This Saturday, March 28, the Crystal Bridges Museum of American Art, founded and funded by Walmart heiress Alice B. Walton, will put on view the most expensive work of art ever painted by a woman and one of the most expensive works of American Art.
It is Georgia O’Keeffe’s Jimson Weed/White Flower No. 1. Mrs. Walton paid $44.4 million for the oversize (48″ by 40″) 1932 portrait of a flower at a Sotheby’s auction in November. The artwork goes on display as the centerpiece of “See What I See,” an exhibition at the Bentonville, Ark., institution that runs through May 10.
The Georgia O’Keeffe Museum was the painting’s seller, and its proceeds went directly to the museum’s acquisitions fund.
For roughtly the last 15 years, Mrs. Walton has been responsible for setting records in the American Art field, snapping up at auction some of the greatest works in that category that come on the market on behalf of the four-year-old mega-museum in Walmart’s hometown. She has bought Andy Warhol’s iconic Coca-cola bottle, Winslow Homer’s Blackwell Island, John Singer Sargent’s portrait of Robert Louis Stevenson and his wife.

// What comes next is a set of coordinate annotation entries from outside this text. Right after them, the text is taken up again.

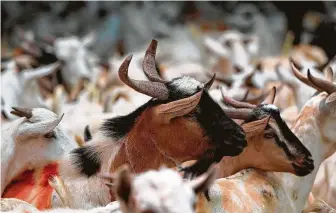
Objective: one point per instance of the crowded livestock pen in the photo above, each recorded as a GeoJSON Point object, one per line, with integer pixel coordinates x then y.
{"type": "Point", "coordinates": [168, 107]}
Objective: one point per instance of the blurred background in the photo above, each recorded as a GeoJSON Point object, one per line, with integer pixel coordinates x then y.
{"type": "Point", "coordinates": [124, 27]}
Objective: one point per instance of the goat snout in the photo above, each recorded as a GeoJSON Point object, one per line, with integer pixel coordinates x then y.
{"type": "Point", "coordinates": [304, 166]}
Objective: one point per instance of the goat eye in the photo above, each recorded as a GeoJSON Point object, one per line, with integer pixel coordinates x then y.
{"type": "Point", "coordinates": [50, 135]}
{"type": "Point", "coordinates": [269, 134]}
{"type": "Point", "coordinates": [246, 41]}
{"type": "Point", "coordinates": [228, 43]}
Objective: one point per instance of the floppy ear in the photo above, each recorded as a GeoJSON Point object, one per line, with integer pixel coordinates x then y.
{"type": "Point", "coordinates": [87, 133]}
{"type": "Point", "coordinates": [123, 185]}
{"type": "Point", "coordinates": [166, 112]}
{"type": "Point", "coordinates": [331, 98]}
{"type": "Point", "coordinates": [329, 75]}
{"type": "Point", "coordinates": [203, 182]}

Ironically, she has inflated the sector, making her subsequent purchases more expensive.
The O’Keeffe painting will be joined in the exhibition by two of the artist’s other paintings from the museum’s collection, Small Purple Hills (1934), and Feather and Brown Leaf (1935), as well as a rare sculpture by O’Keeffe, Abstraction (modeled in 1946, cast circa 1979-80 in white-lacquered bronze).

Together these works will provide Museum guests “not only with a first look at this remarkable acquisition, but also a glimpse into the scope of the artist’s career,” the museum said.